Essen. Der Essener Ratsherr Guido Reil ist aus der SPD ausgetreten. “In der Flüchtlingspolitik haben wir uns endgültig und völlig von der Realität verabschiedet.“

Paukenschlag in der Essener SPD: Der als Folge eines WAZ-Interviews zum Thema Integration und Flüchtlingspolitik bundesweit bekannt gewordene Karnaper Ratsherr Guido Reil beendet seine 26-jährige Parteimitgliedschaft und hat Mittwoch gegenüber seinem Karnaper Ortsverein den sofortigen Austritt aus der SPD bekanntgegeben. Die SPD sei nicht mehr nahe bei den einfachen Leuten und bei den Arbeitern und entferne sich immer mehr von ihren Wurzeln. Dies habe in der Flüchtlingspolitik ihren Höhepunkt erreicht, wo sich die Partei „endgültig und völlig von der Realität verabschiedet“ habe.

Reil hatte sich – beginnend mit dem WAZ-Interview, dann auch in vielen TV-Beiträgen – deutlich von der Flüchtlingspolitik der Bundesregierung und der SPD distanziert, gleichzeitig die von ihm als ungerecht empfundene Verteilung der Flüchtlinge innerhalb der Stadt angeprangert. Diese war nicht zuletzt aufgrund der Wirkung, die Reil in der Öffentlichkeit erzielt hatte, zugunsten des Essener Nordens korrigiert worden. Den schließlich gefundenen Standort-Kompromiss hatte auch Reil mitgetragen. „Was er anstoßen wollte, ist doch gelungen, das ist doch ein Erfolg“, bemerkte Essens SPD-Chef Thomas Kutschaty. Reil habe ansonsten nicht dargelegt, was er konkret anders machen wolle.

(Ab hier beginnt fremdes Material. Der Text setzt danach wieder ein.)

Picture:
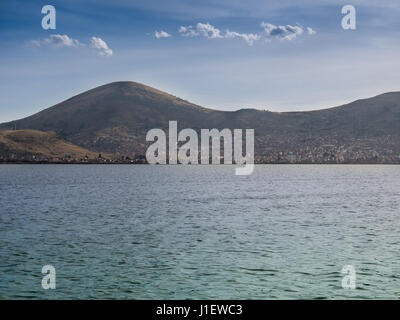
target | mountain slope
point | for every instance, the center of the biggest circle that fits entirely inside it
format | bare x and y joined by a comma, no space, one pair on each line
116,117
28,143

Die SPD sei vom Ideal der sozialen Gerechtigkeit abgerückt. „Wir waren die Partei der Arbeiter, aber ihre Interessen vertreten wir gar nicht mehr.“ Reil ergänzt diese These mit bitter-ironischem Unterton so: „Den offensichtlich falschen Kurs beibehalten, auch wenn wir wissen, dass er falsch ist, nur aus strategischen Gründen – das ist Irrsinn. Aber die Strategien der SPD-Vordenker haben ja die letzten Jahre immer funktioniert. Also weiter so. Bloß nichts ändern, bloß nicht kritisch diskutieren.“

Karnaper SPD-Ortsvereinsvorsitzender: „Mir geht das sehr nahe“

Der Karnaper hatte sich nach eigenen Angaben in den letzten Tagen mit Familie und Freunden beraten und sich dann zu diesem Schritt entschlossen. Am Mittwochabend unterrichte er auf einer Vorstandssitzung seinen SPD Ortsverein Karnap, wo er stellvertretender Vorsitzender ist. „Es war mir wichtig, dies den Menschen, die mir am Herzen liegen, persönlich mitzuteilen. Ich verlasse die SPD nach 26 Jahren. Sie war für mich Familie und auch ein Teil meiner Identität.“

Der Karnaper Ortsvereinsvorsitzender Stephan Duda, der Reils Haltung zur Flüchtlingspolitik teilweise teilte, bestätigte den Austritt. „Mir geht das sehr nahe. Ich habe versucht, ihn davon abzubringen, aber er war sehr festgelegt in seiner Meinung.“ Auch SPD-Ratsfraktionschef Rainer Marschan bedauerte die Entscheidung: „Ich habe ihn für einen Sozialdemokraten alter Schule gehalten.“

SPD-Ratsfraktionschef forderte Reil auf, sein Ratsmandat zurückzugeben

Ausschlaggebend für Reils Entscheidung sei der Essener SPD-Parteitag vom Wochenende gewesen, berichtete Duda. Reil hatte als stellvertretender Vorsitzender kandidiert, war jedoch mit 21,5 Prozent der Stimmen gescheitert. Der Parteitag war teilweise geprägt von einer feindseligen Stimmung gegen Reil, der dazu allerdings durch heftige Angriffe gegen die Parteiführung auch selbst beigetragen hatte.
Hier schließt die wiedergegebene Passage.